Русская версия

Puring, Roshkovsky, Lehtonen, Pavelkin, Newman

Gustav Albert Puring

  • Gustav Albert Puring from Riga, by the time of his enlistment in the AIF, was working as a labourer in Adelaide.
  • He served with the 32nd Battalion on the Western Front; in November 1918 he was attached to the 59th Battalion as a German interpreter.
  • After the war he married Hannah Faulkiner and lived in Port Adelaide, working as a wood contractor.
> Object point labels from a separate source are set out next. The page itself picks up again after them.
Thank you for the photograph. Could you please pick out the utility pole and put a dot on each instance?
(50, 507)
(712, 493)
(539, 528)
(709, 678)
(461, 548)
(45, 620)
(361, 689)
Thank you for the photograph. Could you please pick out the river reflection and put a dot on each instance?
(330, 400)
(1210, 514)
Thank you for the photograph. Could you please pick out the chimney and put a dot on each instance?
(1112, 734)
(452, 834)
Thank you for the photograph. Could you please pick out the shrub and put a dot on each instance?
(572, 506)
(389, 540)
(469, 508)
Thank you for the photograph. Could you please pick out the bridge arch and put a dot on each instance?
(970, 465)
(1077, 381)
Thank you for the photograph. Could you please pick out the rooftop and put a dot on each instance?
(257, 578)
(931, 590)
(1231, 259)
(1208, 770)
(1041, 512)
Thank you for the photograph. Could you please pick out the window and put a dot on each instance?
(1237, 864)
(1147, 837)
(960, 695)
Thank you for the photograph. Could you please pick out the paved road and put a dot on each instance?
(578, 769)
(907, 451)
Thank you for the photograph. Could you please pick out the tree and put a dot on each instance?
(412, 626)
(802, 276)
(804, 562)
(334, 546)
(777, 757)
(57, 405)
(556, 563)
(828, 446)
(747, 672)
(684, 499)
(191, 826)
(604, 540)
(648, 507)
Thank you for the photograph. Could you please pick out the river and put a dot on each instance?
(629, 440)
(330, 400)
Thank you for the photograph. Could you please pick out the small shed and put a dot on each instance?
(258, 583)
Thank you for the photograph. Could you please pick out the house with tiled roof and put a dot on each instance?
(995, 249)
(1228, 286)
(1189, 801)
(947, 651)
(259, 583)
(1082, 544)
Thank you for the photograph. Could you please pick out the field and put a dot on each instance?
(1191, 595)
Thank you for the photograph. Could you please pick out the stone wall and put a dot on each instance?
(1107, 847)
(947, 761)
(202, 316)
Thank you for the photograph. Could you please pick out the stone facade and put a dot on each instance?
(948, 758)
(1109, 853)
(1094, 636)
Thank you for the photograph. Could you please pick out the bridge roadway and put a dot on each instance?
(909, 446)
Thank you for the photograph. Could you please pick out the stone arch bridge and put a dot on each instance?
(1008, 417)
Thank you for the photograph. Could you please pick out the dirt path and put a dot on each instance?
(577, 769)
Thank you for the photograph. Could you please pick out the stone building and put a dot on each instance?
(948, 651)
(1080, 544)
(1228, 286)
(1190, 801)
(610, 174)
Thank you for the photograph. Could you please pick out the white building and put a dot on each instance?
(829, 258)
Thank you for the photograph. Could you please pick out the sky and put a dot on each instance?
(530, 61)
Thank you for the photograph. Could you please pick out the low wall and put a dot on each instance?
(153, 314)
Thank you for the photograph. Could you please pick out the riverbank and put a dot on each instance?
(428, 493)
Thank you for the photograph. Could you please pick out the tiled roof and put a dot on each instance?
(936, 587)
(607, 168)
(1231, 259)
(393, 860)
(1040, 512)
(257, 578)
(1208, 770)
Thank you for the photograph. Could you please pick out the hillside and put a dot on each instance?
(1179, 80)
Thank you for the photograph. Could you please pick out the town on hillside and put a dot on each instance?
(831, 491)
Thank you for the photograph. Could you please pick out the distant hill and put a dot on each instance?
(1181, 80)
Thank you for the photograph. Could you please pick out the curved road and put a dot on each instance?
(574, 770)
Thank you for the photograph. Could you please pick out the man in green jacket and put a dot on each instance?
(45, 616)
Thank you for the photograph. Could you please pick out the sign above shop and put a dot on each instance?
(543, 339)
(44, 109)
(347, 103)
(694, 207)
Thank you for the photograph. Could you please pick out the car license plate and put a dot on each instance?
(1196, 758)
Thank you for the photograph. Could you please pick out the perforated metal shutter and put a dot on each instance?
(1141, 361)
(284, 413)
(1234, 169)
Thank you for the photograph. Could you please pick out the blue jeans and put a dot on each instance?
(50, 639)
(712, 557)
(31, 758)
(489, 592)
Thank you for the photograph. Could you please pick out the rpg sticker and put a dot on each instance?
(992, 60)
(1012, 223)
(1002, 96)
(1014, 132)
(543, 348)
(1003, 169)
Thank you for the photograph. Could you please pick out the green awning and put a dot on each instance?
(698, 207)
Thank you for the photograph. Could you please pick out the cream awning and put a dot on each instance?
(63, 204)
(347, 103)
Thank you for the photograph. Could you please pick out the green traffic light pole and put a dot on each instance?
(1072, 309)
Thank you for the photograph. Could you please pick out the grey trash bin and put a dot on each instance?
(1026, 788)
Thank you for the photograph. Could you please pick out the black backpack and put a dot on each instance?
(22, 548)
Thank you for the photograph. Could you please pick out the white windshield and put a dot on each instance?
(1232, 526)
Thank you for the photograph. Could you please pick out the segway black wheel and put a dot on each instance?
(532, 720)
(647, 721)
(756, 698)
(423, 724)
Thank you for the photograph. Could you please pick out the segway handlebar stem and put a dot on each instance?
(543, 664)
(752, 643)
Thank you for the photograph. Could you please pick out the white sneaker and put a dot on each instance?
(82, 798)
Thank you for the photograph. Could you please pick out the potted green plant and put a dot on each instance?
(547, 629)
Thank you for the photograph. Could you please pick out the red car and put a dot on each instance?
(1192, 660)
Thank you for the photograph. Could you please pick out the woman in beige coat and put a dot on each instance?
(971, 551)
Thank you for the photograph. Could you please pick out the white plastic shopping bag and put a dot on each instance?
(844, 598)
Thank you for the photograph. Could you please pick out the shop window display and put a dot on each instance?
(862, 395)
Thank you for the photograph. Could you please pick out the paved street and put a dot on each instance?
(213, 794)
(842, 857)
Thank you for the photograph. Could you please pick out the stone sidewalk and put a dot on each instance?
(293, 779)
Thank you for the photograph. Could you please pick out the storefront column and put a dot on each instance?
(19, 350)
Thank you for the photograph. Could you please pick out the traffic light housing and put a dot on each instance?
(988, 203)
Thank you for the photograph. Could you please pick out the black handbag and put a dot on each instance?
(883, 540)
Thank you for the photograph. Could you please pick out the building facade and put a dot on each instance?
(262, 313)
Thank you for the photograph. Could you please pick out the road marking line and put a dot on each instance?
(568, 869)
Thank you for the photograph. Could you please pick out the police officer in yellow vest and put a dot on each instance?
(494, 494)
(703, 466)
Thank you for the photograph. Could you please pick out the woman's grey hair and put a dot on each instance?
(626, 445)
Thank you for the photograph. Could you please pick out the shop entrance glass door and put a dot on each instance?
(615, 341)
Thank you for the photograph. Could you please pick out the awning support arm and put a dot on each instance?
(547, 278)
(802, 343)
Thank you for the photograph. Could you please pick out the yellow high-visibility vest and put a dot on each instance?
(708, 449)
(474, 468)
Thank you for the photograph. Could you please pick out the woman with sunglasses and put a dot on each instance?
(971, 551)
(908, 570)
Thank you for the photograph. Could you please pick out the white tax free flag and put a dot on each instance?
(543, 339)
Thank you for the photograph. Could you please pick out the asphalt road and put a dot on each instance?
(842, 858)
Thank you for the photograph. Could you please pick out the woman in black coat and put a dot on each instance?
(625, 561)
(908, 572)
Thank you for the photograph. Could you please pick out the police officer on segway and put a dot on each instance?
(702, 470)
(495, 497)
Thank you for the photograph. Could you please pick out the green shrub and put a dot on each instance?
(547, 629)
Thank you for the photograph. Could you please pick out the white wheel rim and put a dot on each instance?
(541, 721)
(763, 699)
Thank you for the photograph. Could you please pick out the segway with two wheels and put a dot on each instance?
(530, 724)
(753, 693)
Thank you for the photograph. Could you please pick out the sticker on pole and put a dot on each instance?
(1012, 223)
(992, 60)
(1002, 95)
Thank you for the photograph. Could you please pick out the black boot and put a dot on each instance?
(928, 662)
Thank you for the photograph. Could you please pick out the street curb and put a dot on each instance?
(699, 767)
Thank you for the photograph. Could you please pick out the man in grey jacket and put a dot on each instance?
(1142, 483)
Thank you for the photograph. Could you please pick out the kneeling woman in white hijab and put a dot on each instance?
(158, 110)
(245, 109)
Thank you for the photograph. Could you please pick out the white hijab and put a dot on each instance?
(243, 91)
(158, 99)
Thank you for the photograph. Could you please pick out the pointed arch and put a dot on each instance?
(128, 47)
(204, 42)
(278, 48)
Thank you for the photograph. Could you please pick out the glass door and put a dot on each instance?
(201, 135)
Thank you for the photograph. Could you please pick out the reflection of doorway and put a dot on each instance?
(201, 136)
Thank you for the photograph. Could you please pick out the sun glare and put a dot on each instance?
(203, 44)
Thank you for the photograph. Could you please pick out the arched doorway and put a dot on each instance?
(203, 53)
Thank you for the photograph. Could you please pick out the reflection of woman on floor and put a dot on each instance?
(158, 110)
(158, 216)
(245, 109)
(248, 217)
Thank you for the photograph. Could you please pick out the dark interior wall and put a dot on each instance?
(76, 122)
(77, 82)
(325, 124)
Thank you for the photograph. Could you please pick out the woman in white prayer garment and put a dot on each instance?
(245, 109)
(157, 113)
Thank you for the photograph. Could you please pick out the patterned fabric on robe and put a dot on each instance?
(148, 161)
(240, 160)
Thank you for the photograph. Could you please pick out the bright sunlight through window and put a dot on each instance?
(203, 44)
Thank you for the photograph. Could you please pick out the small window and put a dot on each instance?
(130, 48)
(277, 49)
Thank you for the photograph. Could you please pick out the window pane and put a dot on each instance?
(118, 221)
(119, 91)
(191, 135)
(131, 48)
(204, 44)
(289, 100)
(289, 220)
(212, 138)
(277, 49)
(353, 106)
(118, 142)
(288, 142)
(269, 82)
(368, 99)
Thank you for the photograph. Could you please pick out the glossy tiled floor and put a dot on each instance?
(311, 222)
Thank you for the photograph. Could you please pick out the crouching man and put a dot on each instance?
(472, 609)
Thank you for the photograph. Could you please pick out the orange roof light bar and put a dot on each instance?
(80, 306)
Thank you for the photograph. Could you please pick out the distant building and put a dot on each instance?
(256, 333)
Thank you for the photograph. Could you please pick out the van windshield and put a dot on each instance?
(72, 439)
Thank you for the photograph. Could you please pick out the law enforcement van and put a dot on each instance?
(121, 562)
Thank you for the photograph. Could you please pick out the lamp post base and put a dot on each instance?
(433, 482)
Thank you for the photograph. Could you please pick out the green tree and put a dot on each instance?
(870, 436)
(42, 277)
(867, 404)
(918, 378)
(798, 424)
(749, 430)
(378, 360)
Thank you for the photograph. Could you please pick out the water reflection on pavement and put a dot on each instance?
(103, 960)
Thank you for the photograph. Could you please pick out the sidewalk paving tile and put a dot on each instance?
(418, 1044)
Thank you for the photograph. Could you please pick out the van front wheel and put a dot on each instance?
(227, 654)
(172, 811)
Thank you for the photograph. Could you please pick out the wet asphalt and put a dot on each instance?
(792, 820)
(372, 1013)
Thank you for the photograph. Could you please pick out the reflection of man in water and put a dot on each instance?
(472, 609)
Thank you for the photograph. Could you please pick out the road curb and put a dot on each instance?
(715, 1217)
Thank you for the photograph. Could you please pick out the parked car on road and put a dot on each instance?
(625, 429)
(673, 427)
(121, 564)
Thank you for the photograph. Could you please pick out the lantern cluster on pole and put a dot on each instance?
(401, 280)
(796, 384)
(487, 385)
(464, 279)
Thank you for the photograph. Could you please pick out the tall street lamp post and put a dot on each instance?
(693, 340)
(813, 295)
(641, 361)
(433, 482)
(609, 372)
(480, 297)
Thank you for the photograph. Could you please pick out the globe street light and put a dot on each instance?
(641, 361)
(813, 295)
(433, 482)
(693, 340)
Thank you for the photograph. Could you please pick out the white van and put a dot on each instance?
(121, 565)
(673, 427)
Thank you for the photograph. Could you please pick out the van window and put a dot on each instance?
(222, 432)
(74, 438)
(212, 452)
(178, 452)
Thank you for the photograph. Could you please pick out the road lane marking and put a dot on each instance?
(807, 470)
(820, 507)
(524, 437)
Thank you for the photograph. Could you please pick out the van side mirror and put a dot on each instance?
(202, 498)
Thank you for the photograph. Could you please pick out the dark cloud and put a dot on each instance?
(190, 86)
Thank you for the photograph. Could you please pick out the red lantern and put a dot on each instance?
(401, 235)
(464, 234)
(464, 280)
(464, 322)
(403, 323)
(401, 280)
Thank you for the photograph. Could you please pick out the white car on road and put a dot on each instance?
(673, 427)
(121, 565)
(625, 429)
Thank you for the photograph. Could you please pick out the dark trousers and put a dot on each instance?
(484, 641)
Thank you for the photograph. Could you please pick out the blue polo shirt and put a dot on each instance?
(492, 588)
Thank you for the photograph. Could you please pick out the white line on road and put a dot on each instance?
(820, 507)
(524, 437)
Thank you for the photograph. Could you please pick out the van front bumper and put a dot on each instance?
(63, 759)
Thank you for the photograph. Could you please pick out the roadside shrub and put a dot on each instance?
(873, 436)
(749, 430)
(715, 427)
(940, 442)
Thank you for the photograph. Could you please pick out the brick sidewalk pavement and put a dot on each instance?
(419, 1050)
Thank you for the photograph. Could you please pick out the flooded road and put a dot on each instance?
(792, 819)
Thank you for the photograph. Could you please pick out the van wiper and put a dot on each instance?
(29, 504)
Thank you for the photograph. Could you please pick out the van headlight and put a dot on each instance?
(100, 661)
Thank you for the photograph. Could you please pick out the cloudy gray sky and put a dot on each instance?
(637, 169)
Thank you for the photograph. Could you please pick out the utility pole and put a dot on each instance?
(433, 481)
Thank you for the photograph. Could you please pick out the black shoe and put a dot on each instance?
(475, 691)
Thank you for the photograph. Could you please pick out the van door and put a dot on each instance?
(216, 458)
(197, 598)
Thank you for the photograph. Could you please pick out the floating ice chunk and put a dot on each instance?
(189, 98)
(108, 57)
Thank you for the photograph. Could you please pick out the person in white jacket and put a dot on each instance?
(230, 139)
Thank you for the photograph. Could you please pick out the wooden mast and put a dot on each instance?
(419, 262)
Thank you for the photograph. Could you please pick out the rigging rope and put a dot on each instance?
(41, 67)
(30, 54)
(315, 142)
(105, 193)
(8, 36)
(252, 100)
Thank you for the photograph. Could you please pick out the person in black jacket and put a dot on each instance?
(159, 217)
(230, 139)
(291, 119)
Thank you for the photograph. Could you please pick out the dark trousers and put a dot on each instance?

He died in 1931 leaving behind six young children.

Ion Roshkovsky

  • Ion Roshkovsky, a Jewish man from Tomsk in Siberia, came to Australia in 1915 and worked as a labourer in Brisbane.
  • A week after enlisting in the AIF he was discharged.
  • In 1917 he married Olga Trager from Russia and lived with his family in Brisbane and Sydney, working as a cook.

John Alfred Lehtonen

  • John Alfred Lehtonen, a Finnish seaman from Helsingfors (Helsinki), by the time of his enlistment in the AIF, was working as a wheeler in West Maitland in New South Wales.
  • He served with the 4th Battalion on the Western Front and was killed in January 1917 near Flers.
  • His parents were found after the war.

John Pavelkin

  • John Pavelkin, a Mordvinian from Ardatov in Simbirsk Province, came to Sydney from the Russian Far East in 1913 and worked as a miner in Cobar and Boulder.
  • Enlisting in the AIF, he served as a sapper with the 3rd Australian Tunnelling Company on the Western Front. In July 1918 he was wounded in the leg and hand and repatriated to Australia.
  • After the war he worked as a labourer and seaman moving from Western Australia to Sydney. Newspapers would report about his performances on a ‘Russian string instrument’ ‘with harmony and sweetness’.

Emil Newman

  • Emil Newman, a carpenter in Raumo in Finland, by the time of his enlistment in the AIF, was working in Newcastle.
  • He served with the 35th Battalion on the Western Front. He was court martialed once for disobedience and wounded three times: in June 1917 near Messines (shell-shock), in July 1917 (gunshot wound to the left arm), and in October 1917 at Passchendaele (in the right hand). After that he worked as a stretcher-bearer and was killed while carrying rations to the line by a sniper bullet in May 1918.